Spacetime clock could outlast the universe as we know it

A ‘spacetime crystal’ sounds like something Doctor Who might keep in his kit-bag – but it’s actually much more dramatic than that: a clock that could keep perfect time forever, even after the heat-death of the universe.

It’s a four-dimensional crystal that has periodic structure in time as well as space, and scientists at Berkeley Lab say they’ve come up with an experimental design for one.

With such a crystal, scientists would be able to study how complex physical properties and behaviors emerge from the collective interactions of large numbers of individual particles, the so-called many-body problem of physics.

It could also be used to study phenomena in the quantum world such as entanglement, in which an action on one particle impacts another particle even if the two are separated by vast distances.

The Berkeley Lab design is based on an electric-field ion trap and the Coulomb repulsion of particles that carry the same electrical charge.

“The electric field of the ion trap holds charged particles in place and Coulomb repulsion causes them to spontaneously form a spatial ring crystal,” says Xiang Zhang, a faculty scientist with Berkeley Lab’s Materials Sciences Division.

“Under the application of a weak static magnetic field, this ring-shaped ion crystal will begin a rotation that will never stop. The persistent rotation of trapped ions produces temporal order, leading to the formation of a space-time crystal at the lowest quantum energy state.”

Because the space-time crystal is already at its lowest quantum energy state, its temporal order, or timekeeping, will theoretically persist even after the rest of our universe reaches thermodynamic equilibrium or ‘heat-death’.

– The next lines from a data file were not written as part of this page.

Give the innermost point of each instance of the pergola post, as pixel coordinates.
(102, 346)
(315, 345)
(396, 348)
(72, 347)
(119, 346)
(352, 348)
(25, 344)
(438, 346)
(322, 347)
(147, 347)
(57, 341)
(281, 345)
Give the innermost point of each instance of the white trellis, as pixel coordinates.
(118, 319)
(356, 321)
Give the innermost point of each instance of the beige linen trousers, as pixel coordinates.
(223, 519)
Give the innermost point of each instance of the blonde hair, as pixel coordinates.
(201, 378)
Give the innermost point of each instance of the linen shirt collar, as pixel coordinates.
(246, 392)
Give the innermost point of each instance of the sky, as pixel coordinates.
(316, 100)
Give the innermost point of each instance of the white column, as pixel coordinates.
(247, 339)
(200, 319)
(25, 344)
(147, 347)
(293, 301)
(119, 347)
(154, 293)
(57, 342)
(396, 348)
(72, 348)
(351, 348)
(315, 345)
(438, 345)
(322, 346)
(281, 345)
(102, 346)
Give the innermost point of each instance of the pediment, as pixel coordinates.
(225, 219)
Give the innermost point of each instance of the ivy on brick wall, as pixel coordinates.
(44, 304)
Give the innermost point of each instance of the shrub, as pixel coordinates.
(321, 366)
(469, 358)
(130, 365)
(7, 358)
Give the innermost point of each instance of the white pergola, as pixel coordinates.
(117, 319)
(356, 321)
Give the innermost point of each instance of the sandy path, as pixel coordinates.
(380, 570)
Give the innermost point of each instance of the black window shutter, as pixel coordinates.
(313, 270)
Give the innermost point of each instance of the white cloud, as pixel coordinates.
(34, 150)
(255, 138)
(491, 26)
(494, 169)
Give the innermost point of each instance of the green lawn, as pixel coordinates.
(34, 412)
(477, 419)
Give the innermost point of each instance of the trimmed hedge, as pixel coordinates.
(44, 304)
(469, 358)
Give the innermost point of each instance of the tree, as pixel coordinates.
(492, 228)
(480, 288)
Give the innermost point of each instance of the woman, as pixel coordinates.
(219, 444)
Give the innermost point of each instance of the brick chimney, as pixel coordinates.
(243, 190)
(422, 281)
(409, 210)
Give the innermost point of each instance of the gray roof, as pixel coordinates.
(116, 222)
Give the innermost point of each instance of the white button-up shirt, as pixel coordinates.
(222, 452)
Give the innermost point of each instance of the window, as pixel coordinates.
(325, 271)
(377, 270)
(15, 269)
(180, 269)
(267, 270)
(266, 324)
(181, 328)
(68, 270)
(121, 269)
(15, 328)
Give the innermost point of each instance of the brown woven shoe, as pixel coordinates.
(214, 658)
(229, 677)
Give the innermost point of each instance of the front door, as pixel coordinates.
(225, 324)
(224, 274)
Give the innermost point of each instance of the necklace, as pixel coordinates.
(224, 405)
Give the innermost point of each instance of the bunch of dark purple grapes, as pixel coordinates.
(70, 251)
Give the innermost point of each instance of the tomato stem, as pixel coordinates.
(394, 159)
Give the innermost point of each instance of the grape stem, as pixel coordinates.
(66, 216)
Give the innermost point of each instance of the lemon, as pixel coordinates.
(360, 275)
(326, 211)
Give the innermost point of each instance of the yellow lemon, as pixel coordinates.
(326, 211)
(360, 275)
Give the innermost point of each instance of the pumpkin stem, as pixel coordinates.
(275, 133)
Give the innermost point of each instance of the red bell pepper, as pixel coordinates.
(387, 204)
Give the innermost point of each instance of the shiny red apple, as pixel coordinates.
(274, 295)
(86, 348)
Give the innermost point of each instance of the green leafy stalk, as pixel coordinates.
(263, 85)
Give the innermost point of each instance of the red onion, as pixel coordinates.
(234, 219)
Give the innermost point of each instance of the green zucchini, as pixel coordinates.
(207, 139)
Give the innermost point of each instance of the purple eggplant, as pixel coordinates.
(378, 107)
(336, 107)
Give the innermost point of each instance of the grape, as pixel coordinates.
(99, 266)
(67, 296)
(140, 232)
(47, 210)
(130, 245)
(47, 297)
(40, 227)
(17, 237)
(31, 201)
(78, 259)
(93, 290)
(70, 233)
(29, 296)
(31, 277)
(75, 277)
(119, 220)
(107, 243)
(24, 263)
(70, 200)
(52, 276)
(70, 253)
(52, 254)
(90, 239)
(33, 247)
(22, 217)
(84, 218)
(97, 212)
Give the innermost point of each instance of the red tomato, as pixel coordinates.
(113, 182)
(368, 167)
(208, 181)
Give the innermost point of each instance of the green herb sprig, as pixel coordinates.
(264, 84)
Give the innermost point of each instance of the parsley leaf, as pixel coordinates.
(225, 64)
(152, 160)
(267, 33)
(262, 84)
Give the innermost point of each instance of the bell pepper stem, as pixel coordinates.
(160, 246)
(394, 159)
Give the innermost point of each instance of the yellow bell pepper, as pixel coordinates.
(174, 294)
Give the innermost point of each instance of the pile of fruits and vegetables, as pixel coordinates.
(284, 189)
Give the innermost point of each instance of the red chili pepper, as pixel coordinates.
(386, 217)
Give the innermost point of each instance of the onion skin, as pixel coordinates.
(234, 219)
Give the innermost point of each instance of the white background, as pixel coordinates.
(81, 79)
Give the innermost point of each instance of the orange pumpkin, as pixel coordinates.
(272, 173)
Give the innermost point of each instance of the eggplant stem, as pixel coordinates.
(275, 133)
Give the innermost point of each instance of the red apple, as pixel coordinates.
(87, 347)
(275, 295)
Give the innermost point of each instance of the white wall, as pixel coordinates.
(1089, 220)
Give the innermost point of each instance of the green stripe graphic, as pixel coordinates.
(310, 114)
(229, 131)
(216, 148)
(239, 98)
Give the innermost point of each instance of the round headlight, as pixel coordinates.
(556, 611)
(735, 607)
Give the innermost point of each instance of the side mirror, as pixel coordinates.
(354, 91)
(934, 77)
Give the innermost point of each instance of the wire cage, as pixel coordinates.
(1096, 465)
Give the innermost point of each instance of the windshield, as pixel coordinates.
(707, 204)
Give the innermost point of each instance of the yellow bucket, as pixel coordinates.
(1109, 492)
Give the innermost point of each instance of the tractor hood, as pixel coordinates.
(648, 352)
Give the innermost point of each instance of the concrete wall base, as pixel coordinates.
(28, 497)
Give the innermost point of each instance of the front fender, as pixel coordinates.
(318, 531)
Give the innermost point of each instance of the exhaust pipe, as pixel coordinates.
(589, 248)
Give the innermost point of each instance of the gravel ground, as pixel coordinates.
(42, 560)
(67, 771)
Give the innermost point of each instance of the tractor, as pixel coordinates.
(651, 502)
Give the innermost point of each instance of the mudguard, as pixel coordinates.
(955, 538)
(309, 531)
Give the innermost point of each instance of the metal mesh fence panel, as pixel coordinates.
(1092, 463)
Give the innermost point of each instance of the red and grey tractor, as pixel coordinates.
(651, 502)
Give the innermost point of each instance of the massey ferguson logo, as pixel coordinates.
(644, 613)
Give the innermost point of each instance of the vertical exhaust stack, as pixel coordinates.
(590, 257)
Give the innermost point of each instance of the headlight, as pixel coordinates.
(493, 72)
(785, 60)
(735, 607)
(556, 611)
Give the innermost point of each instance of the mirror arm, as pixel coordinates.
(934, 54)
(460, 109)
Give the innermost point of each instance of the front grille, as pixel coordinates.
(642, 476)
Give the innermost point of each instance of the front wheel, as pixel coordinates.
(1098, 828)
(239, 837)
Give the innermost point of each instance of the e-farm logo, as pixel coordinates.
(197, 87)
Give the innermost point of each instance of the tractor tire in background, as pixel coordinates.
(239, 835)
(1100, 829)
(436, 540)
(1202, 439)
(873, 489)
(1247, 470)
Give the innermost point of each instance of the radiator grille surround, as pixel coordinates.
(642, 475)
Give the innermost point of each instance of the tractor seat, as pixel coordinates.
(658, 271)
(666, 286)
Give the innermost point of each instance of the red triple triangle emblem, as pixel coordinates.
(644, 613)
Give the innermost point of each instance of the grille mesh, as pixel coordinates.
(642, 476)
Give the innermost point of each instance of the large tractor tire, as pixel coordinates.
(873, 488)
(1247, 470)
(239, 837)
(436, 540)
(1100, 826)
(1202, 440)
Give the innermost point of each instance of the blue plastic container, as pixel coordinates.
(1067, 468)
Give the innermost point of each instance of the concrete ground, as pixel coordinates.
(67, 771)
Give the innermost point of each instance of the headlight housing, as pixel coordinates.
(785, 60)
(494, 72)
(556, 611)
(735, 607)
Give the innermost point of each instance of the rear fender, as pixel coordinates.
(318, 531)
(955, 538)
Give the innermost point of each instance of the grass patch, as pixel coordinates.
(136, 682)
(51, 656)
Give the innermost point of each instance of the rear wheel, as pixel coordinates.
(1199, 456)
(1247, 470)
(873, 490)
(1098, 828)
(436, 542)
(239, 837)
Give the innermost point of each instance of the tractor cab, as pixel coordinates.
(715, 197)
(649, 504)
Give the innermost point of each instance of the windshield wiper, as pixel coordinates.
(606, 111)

Earlier this year, Frank Wilczek, the Nobel-prize winning MIT physicist, mathematically proved that a time crystal can exist. It’s only now, though, that Zhang and his group have come up with an experimental design.

Crystallization takes place when heat is removed from a molecular system until it reaches its lower energy state. At a certain point, continuous spatial symmetry breaks down and the crystal assumes discrete symmetry, meaning that instead of the structure being the same in all directions, it’s the same in only a few.

And just as a 3D crystal is configured at the lowest quantum energy state when continuous spatial symmetry is broken into discrete symmetry, so too should symmetry-breaking configure the spacetime crystal’s temporal component.

A spatial ring of trapped ions in persistent rotation would periodically reproduce itself in time, forming a temporal analog of an ordinary spatial crystal.

“While a space-time crystal looks like a perpetual motion machine and may seem implausible at first glance, keep in mind that a superconductor or even a normal metal ring can support persistent electron currents in its quantum ground state under the right conditions,” says Li.

It could help answer questions, such as how a space-time crystal emerges, how time translation symmetry breaks, and what are the quasi-particles in space-time crystals. It might also be used to store and transfer quantum information across different rotational states in both space and time.

“As there has never been a space-time crystal before, most of its properties will be unknown and we will have to study them,” says Xiang Zhang. “Such studies should deepen our understandings of phase transitions and symmetry-breaking.”